KLADDS · The Swedish AI company
Läs på svenska →Privacy Policy
This Privacy Policy explains how Byggarn AB, operating the KLADDS brand and the website kladds.com, collects and processes personal data when you visit this website or request early access to the KLADDS platform. We are committed to processing your personal data lawfully, transparently, and only for the purposes described here.

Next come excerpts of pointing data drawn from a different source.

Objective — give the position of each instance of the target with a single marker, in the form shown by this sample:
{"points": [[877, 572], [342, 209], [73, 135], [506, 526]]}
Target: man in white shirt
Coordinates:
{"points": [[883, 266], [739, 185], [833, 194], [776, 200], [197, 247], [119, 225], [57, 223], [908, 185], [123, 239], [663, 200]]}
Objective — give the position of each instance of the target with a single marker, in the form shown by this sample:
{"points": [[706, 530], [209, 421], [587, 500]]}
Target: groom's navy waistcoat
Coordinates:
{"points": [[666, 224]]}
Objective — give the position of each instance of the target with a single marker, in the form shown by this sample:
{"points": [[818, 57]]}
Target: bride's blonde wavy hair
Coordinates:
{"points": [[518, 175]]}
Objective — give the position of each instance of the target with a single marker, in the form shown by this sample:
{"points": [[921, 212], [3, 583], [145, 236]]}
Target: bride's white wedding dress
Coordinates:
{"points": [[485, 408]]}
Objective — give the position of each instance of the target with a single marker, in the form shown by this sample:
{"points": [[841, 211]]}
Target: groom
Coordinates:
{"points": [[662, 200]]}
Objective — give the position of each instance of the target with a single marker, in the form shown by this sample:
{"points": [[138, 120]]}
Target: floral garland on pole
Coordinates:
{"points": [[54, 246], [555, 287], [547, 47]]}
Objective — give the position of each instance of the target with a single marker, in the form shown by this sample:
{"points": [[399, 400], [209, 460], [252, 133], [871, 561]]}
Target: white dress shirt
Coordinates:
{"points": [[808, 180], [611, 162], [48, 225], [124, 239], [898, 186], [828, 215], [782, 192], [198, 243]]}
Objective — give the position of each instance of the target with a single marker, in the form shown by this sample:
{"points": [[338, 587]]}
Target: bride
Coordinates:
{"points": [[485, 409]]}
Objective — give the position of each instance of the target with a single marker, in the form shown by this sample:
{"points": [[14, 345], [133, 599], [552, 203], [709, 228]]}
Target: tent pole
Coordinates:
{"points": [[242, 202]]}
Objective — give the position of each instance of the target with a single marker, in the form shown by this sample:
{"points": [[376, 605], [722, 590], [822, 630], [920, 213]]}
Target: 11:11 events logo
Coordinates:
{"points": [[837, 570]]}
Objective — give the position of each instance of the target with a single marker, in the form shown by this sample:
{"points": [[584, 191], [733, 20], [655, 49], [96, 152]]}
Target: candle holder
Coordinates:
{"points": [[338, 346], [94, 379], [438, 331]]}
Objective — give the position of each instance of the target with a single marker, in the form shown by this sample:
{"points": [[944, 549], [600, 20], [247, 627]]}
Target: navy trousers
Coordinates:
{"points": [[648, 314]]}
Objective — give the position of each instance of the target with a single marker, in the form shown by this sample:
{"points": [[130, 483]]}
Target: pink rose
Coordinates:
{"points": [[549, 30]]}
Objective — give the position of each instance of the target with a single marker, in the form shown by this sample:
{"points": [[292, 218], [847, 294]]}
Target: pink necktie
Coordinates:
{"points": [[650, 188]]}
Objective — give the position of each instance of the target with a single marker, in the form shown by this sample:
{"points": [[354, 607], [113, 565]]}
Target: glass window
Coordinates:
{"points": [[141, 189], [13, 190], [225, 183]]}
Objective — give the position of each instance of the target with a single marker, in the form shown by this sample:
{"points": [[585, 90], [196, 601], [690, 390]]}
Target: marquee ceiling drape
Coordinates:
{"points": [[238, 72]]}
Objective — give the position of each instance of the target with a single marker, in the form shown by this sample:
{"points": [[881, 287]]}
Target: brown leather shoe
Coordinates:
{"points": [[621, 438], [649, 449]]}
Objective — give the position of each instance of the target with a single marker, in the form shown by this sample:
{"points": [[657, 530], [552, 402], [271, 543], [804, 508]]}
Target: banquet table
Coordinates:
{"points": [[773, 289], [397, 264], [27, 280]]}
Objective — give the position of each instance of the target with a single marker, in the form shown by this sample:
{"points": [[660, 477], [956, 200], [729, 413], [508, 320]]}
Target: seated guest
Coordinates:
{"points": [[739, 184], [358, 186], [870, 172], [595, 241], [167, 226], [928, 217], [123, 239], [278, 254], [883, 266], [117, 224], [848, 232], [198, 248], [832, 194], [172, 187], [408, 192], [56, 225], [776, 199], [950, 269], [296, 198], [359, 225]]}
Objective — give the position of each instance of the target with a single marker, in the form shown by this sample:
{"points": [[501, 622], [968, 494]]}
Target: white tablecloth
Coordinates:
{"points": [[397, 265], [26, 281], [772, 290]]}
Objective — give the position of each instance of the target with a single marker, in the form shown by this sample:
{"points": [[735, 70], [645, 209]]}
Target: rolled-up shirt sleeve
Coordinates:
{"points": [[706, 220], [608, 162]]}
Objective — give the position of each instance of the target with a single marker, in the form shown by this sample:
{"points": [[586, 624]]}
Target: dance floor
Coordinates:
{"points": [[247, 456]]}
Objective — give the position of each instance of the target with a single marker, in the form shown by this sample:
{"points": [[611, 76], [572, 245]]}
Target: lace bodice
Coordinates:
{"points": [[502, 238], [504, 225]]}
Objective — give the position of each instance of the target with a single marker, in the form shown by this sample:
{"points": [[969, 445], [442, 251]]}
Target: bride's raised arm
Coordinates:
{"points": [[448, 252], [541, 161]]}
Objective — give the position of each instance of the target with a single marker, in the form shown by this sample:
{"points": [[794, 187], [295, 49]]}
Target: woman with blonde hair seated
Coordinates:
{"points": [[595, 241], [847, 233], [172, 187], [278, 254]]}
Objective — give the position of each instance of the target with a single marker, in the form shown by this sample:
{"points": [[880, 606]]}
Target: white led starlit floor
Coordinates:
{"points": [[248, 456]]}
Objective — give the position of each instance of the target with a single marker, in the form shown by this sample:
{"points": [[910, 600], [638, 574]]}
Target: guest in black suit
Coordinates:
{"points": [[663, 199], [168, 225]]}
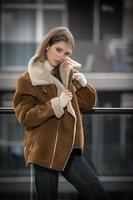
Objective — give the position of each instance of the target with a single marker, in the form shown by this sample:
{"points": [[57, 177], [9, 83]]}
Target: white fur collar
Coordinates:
{"points": [[40, 75]]}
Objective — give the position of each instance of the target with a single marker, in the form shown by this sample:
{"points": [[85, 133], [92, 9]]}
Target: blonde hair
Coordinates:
{"points": [[54, 35]]}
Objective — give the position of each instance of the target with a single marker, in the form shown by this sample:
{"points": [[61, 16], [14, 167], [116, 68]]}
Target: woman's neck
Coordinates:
{"points": [[49, 67]]}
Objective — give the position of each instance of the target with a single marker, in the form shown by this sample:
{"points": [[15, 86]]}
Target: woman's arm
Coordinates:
{"points": [[28, 111]]}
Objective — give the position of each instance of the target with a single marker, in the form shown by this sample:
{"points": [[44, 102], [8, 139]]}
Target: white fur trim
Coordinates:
{"points": [[59, 111]]}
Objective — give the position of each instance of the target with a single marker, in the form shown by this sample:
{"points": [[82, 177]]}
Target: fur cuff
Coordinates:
{"points": [[59, 111]]}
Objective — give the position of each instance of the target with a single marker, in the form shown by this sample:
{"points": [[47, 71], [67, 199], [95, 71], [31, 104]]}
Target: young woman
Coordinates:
{"points": [[49, 99]]}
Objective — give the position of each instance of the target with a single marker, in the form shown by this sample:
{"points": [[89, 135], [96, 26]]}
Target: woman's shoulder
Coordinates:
{"points": [[24, 78]]}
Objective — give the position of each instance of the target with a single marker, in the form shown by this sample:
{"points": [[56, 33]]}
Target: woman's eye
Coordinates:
{"points": [[67, 54], [58, 49]]}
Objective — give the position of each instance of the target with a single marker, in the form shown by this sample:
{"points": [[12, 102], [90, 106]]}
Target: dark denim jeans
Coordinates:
{"points": [[78, 172]]}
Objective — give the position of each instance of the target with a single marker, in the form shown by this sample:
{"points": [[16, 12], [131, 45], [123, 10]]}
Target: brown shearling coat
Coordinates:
{"points": [[50, 131]]}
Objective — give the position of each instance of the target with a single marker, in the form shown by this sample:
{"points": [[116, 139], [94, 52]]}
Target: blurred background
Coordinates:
{"points": [[103, 32]]}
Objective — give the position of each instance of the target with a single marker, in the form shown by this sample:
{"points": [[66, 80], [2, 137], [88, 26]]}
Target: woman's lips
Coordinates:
{"points": [[58, 62]]}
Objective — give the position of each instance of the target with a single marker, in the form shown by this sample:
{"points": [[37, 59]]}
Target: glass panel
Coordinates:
{"points": [[109, 142], [52, 18], [11, 147], [53, 1], [18, 25], [18, 1], [15, 56], [115, 55]]}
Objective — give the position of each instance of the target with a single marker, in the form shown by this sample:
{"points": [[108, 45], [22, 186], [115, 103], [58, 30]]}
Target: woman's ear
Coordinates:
{"points": [[47, 48]]}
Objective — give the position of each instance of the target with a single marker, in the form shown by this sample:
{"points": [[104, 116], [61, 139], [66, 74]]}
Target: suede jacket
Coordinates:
{"points": [[51, 133]]}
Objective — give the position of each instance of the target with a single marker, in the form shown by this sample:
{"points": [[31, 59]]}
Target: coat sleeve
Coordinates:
{"points": [[86, 96], [28, 112]]}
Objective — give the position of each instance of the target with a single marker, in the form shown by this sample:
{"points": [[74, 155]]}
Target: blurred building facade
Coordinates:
{"points": [[103, 31]]}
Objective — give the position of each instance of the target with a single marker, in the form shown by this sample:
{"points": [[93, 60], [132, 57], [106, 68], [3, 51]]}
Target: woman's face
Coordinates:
{"points": [[58, 52]]}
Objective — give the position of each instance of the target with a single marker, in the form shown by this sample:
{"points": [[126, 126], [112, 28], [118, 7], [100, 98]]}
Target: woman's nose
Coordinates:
{"points": [[63, 57]]}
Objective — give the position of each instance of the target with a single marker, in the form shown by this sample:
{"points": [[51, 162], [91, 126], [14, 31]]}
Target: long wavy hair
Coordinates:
{"points": [[54, 35]]}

This policy covers the kladds.com marketing website only. When KLADDS is deployed as a private instance for a business customer (a tenant), that customer is the data controller for the business data it loads into its instance, and Byggarn AB acts as a data processor on that customer's behalf under a separate data processing agreement. See the section "Our role as a processor for customers" below.
1. Data controller and contact details
The data controller for personal data collected through kladds.com is:
- Byggarn AB
- Address: Lund, Skåne
- Contact for privacy matters: hej@kladds.com
We have not appointed a statutory Data Protection Officer, because our processing does not meet the thresholds in Article 37 of the General Data Protection Regulation (GDPR). You can reach the person responsible for data protection questions at the contact address above.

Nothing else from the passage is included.